Last Thursday, while running around like a madman trying to put together a respectable Halloween costume, a heavy piece of luggage fell on my right foot while I was in line for the bus. In my hand was the plastic bucket that would ultimately be used to create my lamest Halloween costume ever.
I didn't think anything of the incident at the time, and good-naturedly accepted the apology of the poor traveller, who was wrestling with several big suitcases while attempting to root through a handful of foreign lucre for Canadian coins.
Two days later I found myself on the Lougheed Highway, huffing and puffing up a long, winding hill in my running shoes. The stabbing pains in my right foot, or more specifically the raised area above my big toe where the suitcase fell, are all I can think about - at least until a couple of blisters develop under the big toe on my left foot.
My leg of the relay run, the 100 km Haney to Harrison relay, is about 13.5 km - my personal longest run since I took up the sport of running back in April, although I ran almost double that distance over three legs during the Hood to Coast race back in August.
Both feet held together until I reached the handoff point, as they always do, and after consuming a few mouthfuls of water I reached for the first beer of the day. It wasn't even 2 o'clock., but I felt it was well-deserved for my hour and five minutes of labour and discomfort - as was the next beer, the next two after that, and the next four after that.
By five o'clock that afternoon I couldn't even feel my sore feet, and that suited me just fine. In fact, that's what I was counting on.
For me, that is what competitive running is all about.
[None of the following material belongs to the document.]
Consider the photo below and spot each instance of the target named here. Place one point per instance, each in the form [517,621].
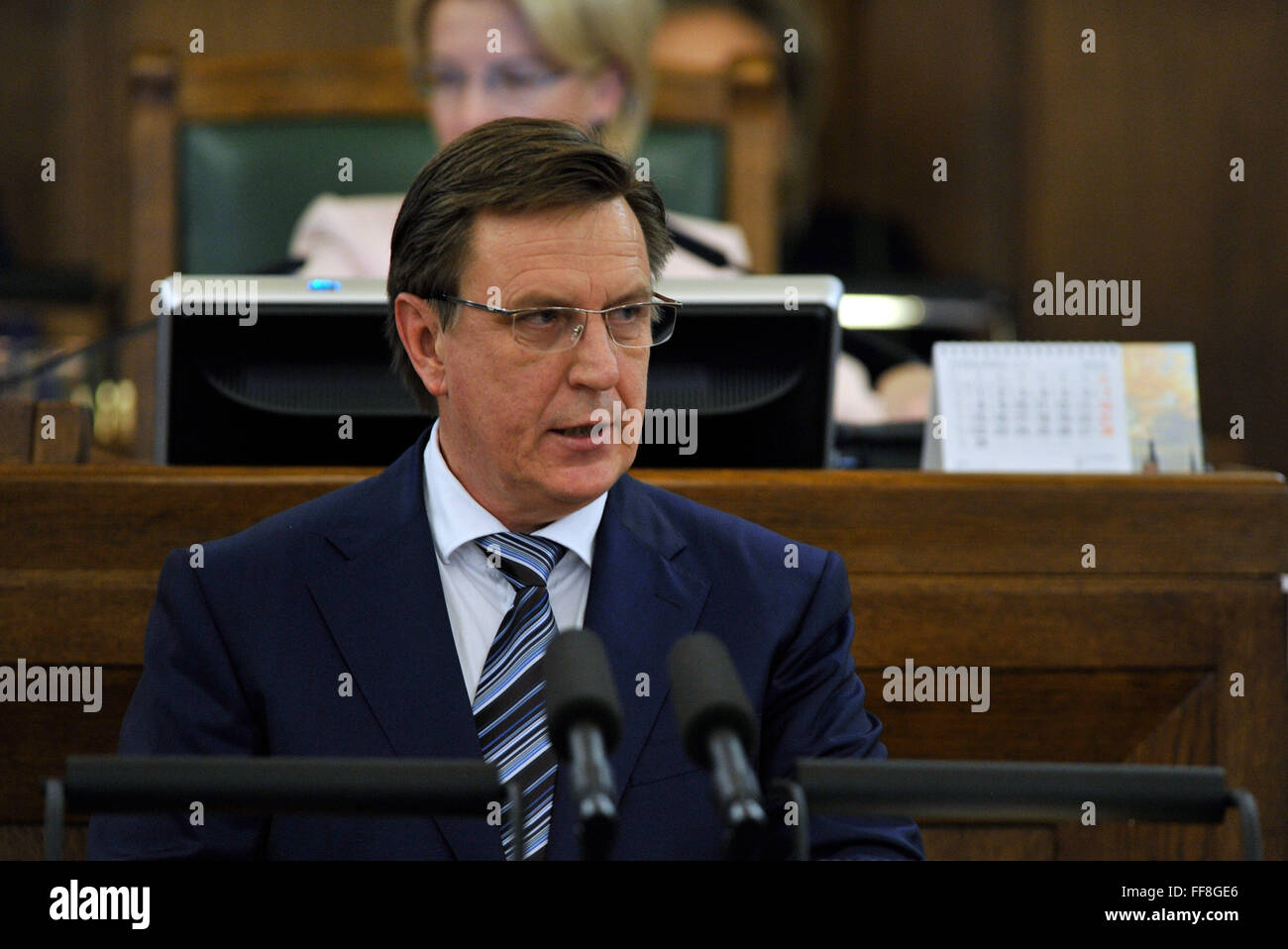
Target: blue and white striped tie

You get up early, you stretch, and then you pound pavement until you hit the finish line. And then you either go somewhere for a huge, greasy breakfast or hit the beer tent to sympathize with fellow runners.
Running events are a lot of fun, I'm discovering, except for the running part - I'm glad I started, and think I will be a runner for the rest of my life. But I have started to worry that I might be developing a little bit of a running problem.
One member of our relay team started the first leg of the race at 6:30 a.m. that morning. He cracked his first cold beer at about 7:15 a.m. and kept up a an astonishing pace until about 1 a.m. the following morning.